Again the nightingale song burst forth, but only in brief snatches. Li Yuezhen walked over slowly in her white clothes, with the twenty-seven babies forming a line and singing as they followed behind her. Perhaps the grass was tickling the babies’ necks, for giggles often interrupted their beautiful song. Li Yuezhen carried the babies one by one to the broad tree leaves beside the river. As the babies lay on the leaves that swayed in the breeze, their song was no longer intermittent, but flowed freely like the river water itself.

Mouse Girl, surrounded by grass and flowers, heard the nightingale chorus rising and falling on all sides, and without conscious effort she began to sing the babies’ song. Mouse Girl became the lead member of the choir. She would sing a line and the babies would follow; she would sing another line and they would follow that; and the lead and the chorus would repeat themselves over and over, as though they had rehearsed this in advance, and Mouse Girl’s and the babies’ songs rose and fell, rose and fell.

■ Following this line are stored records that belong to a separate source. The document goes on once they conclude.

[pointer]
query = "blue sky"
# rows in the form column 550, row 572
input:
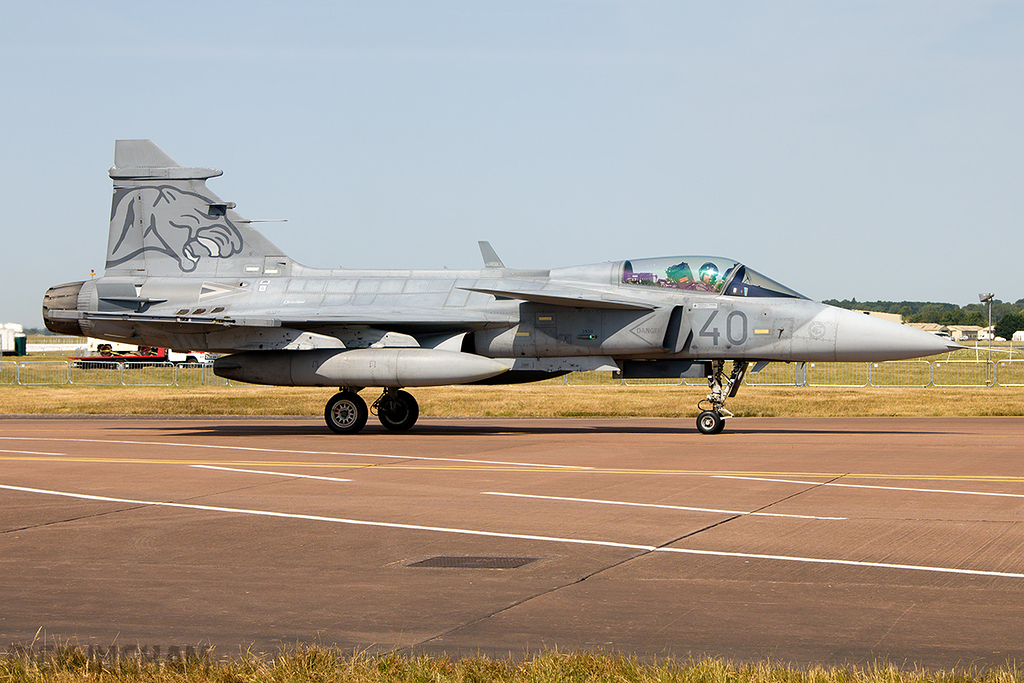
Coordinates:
column 867, row 150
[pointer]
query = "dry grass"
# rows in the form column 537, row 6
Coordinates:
column 320, row 664
column 521, row 400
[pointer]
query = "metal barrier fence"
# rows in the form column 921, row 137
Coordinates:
column 889, row 374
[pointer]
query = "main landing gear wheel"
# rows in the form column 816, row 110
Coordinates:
column 711, row 422
column 397, row 411
column 346, row 413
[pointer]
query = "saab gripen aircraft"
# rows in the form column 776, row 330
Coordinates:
column 185, row 271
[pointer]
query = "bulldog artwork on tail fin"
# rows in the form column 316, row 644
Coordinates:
column 184, row 270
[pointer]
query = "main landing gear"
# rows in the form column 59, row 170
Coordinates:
column 713, row 413
column 346, row 413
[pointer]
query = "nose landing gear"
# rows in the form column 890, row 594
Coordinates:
column 713, row 413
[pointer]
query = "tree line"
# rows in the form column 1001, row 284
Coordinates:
column 1008, row 317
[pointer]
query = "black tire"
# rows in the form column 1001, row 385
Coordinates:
column 710, row 422
column 346, row 413
column 398, row 413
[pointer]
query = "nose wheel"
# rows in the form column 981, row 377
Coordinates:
column 711, row 422
column 713, row 413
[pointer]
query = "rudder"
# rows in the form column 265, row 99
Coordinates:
column 165, row 221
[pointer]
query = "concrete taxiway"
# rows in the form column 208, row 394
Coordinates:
column 821, row 541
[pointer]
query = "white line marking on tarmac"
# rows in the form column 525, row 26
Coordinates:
column 34, row 453
column 294, row 453
column 280, row 474
column 653, row 505
column 524, row 537
column 864, row 485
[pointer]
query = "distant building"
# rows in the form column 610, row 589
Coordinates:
column 894, row 317
column 934, row 328
column 9, row 333
column 964, row 333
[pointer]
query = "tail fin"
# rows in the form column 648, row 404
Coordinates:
column 165, row 221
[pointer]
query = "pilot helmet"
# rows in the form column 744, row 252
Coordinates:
column 709, row 268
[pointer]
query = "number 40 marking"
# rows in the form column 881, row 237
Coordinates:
column 735, row 328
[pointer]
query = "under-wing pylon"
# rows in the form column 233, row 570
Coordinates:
column 185, row 270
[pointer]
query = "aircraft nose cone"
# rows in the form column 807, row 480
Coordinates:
column 861, row 337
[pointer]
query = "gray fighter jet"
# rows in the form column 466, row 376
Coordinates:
column 185, row 271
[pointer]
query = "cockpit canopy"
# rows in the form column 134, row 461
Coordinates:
column 704, row 273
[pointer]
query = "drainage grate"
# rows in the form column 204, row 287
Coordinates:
column 473, row 562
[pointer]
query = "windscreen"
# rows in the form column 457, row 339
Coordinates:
column 704, row 273
column 698, row 273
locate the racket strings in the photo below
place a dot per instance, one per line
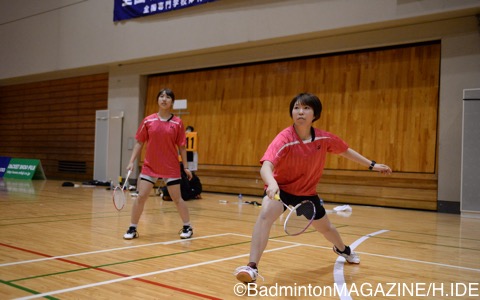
(306, 209)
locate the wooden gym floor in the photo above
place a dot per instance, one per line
(66, 243)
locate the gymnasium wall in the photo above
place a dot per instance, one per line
(53, 121)
(383, 102)
(59, 39)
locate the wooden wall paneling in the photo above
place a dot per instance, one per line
(383, 102)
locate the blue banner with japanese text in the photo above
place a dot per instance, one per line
(128, 9)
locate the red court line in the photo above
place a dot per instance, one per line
(115, 273)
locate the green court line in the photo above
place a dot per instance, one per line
(26, 289)
(137, 260)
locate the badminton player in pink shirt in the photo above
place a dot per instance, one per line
(165, 137)
(292, 167)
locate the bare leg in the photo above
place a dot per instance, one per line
(329, 232)
(271, 210)
(144, 189)
(182, 208)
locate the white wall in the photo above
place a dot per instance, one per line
(74, 37)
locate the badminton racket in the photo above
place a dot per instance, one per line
(299, 217)
(119, 199)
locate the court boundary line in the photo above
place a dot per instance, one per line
(144, 275)
(100, 251)
(380, 255)
(292, 245)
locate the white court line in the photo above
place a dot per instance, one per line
(340, 263)
(108, 250)
(373, 254)
(144, 275)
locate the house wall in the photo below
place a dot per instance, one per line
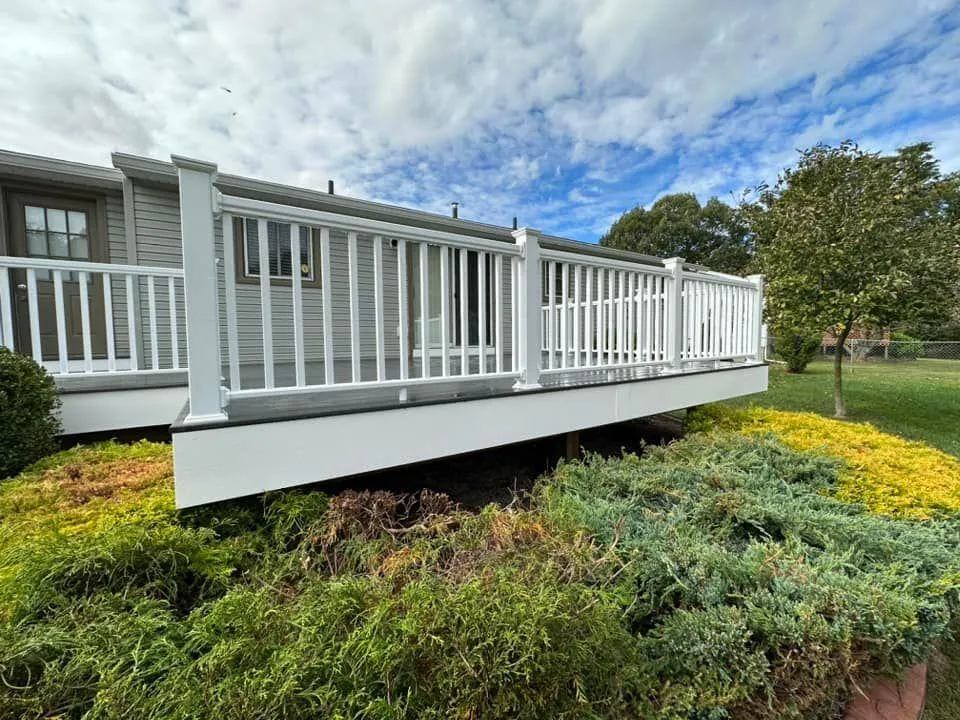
(111, 220)
(157, 215)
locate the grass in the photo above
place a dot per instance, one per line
(717, 577)
(917, 400)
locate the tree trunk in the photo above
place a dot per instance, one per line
(839, 408)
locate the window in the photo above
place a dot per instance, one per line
(278, 250)
(56, 232)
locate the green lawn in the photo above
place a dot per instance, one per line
(919, 400)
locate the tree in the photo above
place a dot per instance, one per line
(850, 238)
(678, 226)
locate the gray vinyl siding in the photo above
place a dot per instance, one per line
(249, 317)
(158, 243)
(117, 253)
(157, 223)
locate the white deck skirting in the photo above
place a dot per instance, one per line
(231, 461)
(102, 411)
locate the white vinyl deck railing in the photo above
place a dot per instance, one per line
(396, 306)
(427, 319)
(81, 318)
(611, 314)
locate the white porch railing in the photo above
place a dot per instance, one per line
(493, 267)
(387, 316)
(81, 317)
(603, 313)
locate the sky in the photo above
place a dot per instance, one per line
(564, 113)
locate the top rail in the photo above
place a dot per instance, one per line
(26, 263)
(247, 207)
(597, 261)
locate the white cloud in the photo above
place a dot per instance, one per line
(425, 101)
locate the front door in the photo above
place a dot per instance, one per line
(59, 228)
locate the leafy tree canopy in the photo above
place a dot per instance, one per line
(849, 237)
(678, 226)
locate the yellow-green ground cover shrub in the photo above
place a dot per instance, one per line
(716, 578)
(890, 475)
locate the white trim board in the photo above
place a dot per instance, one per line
(85, 412)
(234, 461)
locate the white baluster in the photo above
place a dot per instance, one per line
(354, 306)
(327, 299)
(482, 309)
(564, 304)
(230, 298)
(576, 316)
(403, 304)
(378, 319)
(61, 322)
(6, 310)
(152, 307)
(132, 340)
(464, 316)
(498, 311)
(108, 319)
(266, 304)
(445, 311)
(296, 290)
(174, 330)
(85, 329)
(424, 311)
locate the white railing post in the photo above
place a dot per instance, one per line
(760, 330)
(529, 294)
(200, 288)
(675, 312)
(6, 311)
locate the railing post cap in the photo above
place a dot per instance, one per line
(524, 232)
(184, 163)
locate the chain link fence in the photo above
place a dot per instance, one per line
(881, 351)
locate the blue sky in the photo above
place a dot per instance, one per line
(564, 113)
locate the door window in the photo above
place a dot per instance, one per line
(53, 232)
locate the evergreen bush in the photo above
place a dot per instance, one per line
(28, 421)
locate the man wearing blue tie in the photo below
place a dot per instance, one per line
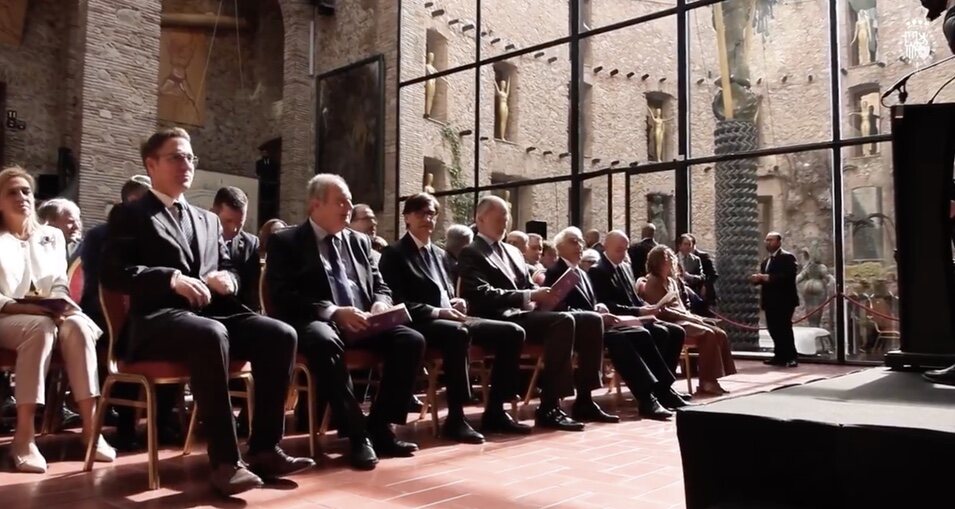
(321, 281)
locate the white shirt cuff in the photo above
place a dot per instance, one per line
(326, 313)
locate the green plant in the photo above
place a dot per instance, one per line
(461, 205)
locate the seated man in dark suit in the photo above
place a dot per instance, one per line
(322, 281)
(414, 269)
(631, 348)
(613, 285)
(169, 257)
(231, 205)
(638, 252)
(497, 285)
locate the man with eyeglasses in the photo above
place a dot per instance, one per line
(169, 257)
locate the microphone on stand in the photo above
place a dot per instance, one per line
(900, 85)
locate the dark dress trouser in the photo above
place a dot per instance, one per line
(205, 345)
(401, 350)
(503, 339)
(779, 322)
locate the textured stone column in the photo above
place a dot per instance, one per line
(117, 96)
(297, 124)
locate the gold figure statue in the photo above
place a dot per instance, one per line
(430, 85)
(863, 35)
(502, 92)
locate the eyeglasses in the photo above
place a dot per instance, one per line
(180, 157)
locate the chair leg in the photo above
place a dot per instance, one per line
(433, 396)
(193, 418)
(250, 400)
(686, 371)
(312, 417)
(98, 424)
(533, 384)
(152, 439)
(326, 420)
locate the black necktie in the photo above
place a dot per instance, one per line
(430, 262)
(339, 275)
(628, 287)
(185, 224)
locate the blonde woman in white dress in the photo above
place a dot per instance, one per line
(33, 263)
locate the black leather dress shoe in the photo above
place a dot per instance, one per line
(591, 412)
(460, 431)
(501, 422)
(650, 408)
(555, 418)
(941, 376)
(275, 463)
(671, 400)
(388, 446)
(363, 455)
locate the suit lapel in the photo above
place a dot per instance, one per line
(352, 245)
(165, 222)
(492, 261)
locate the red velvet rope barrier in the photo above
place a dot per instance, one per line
(818, 309)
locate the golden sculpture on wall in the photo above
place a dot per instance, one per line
(12, 16)
(182, 60)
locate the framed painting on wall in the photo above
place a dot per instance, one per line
(350, 133)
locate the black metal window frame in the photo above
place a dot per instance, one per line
(681, 166)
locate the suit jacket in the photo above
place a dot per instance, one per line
(484, 284)
(298, 284)
(145, 246)
(709, 273)
(779, 293)
(615, 293)
(638, 256)
(405, 272)
(91, 256)
(581, 298)
(244, 252)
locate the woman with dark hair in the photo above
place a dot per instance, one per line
(33, 264)
(716, 358)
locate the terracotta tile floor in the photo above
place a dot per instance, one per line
(634, 464)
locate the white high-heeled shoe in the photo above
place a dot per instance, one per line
(104, 452)
(27, 458)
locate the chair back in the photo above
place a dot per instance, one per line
(74, 276)
(115, 310)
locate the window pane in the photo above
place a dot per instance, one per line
(539, 208)
(437, 152)
(511, 25)
(524, 108)
(780, 92)
(734, 205)
(870, 270)
(599, 13)
(628, 105)
(436, 36)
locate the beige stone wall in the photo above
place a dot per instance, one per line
(33, 73)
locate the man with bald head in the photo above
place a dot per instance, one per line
(321, 280)
(497, 285)
(638, 252)
(631, 348)
(613, 283)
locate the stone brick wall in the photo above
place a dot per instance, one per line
(35, 87)
(120, 70)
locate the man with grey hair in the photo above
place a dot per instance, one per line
(456, 238)
(497, 285)
(321, 280)
(65, 216)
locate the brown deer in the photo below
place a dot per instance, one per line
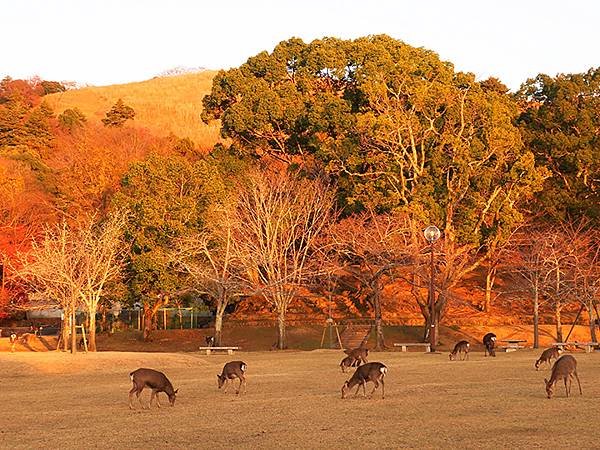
(231, 370)
(374, 372)
(359, 353)
(459, 348)
(564, 367)
(547, 356)
(349, 361)
(155, 380)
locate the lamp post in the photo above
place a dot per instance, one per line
(432, 234)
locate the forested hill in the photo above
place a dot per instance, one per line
(164, 105)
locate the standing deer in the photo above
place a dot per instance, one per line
(155, 380)
(13, 341)
(231, 370)
(564, 367)
(349, 361)
(374, 372)
(459, 348)
(547, 356)
(489, 342)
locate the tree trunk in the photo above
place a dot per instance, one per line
(490, 279)
(218, 326)
(536, 320)
(92, 331)
(281, 334)
(379, 342)
(65, 330)
(73, 330)
(557, 308)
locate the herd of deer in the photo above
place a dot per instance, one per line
(564, 368)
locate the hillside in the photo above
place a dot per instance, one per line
(164, 105)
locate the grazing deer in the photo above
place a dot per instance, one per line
(489, 342)
(547, 356)
(564, 367)
(359, 353)
(349, 361)
(155, 380)
(231, 370)
(459, 348)
(367, 372)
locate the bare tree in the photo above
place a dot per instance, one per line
(101, 249)
(49, 273)
(528, 262)
(211, 261)
(585, 269)
(278, 221)
(70, 267)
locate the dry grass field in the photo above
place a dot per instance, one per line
(55, 400)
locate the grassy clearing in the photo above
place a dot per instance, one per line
(293, 400)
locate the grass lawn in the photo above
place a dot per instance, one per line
(57, 400)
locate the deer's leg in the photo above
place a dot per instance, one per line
(140, 398)
(376, 383)
(133, 389)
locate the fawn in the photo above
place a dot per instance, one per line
(155, 380)
(489, 341)
(547, 356)
(374, 372)
(231, 370)
(459, 348)
(564, 367)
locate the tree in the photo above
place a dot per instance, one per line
(118, 115)
(371, 246)
(278, 221)
(101, 252)
(71, 119)
(71, 266)
(396, 128)
(528, 262)
(209, 258)
(560, 125)
(49, 272)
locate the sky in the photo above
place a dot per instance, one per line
(105, 42)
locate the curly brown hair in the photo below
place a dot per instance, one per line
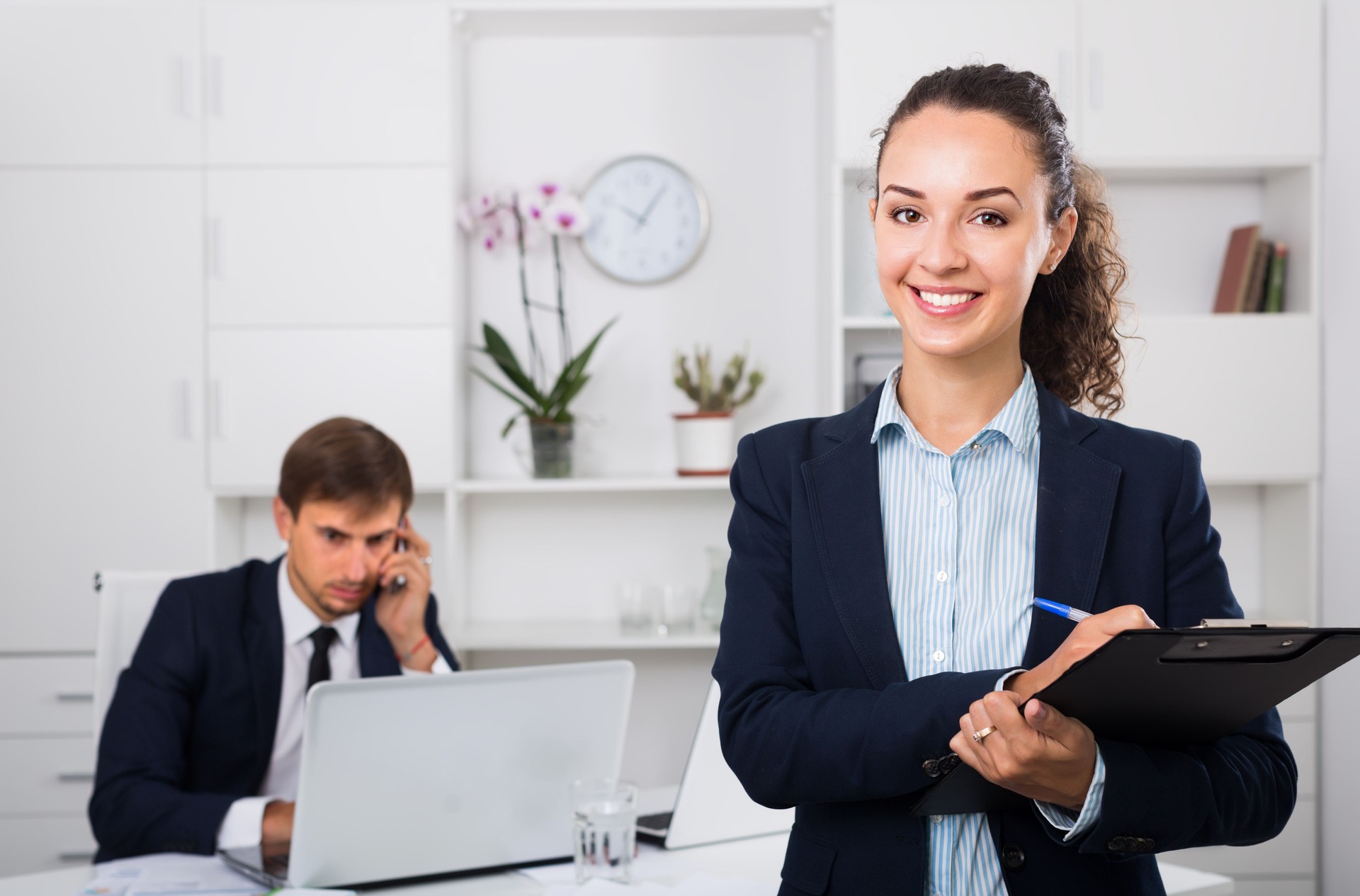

My footsteps, originally heading on a path toward the funeral parlor, toward my father, still lingered here.

THE SEVENTH DAY

“I have never been so clean as I am now,” Mouse Girl said. “I feel almost transparent.”

“We have bathed you.”

“I know, many of you have done that.”

“Not many of us — all of us.”

“It felt as though all the water in the river was washing me clean.”

“Everyone lined up to bathe you.”

“You’re so good to me.”

“Here we’re good to everyone.”

“And you’re seeing me off as well.”

“You’re the first to leave here to rest.”

We walked along the road, thronging around Mouse Girl as she proceeded to the funeral parlor. The road was a broad wilderness, so long and wide you could not see its end, as vast as the sky above our heads.

“When I was over there,” said Mouse Girl, “I liked spring best, and hated winter. Winter was too cold, so cold it made my body shrink, whereas in spring the flowers blossomed — and my body bloomed as well. But here I like the winter and was dreading the spring, thinking my body would rot when spring arrived. But now everything’s fine — I don’t need to worry about the spring.”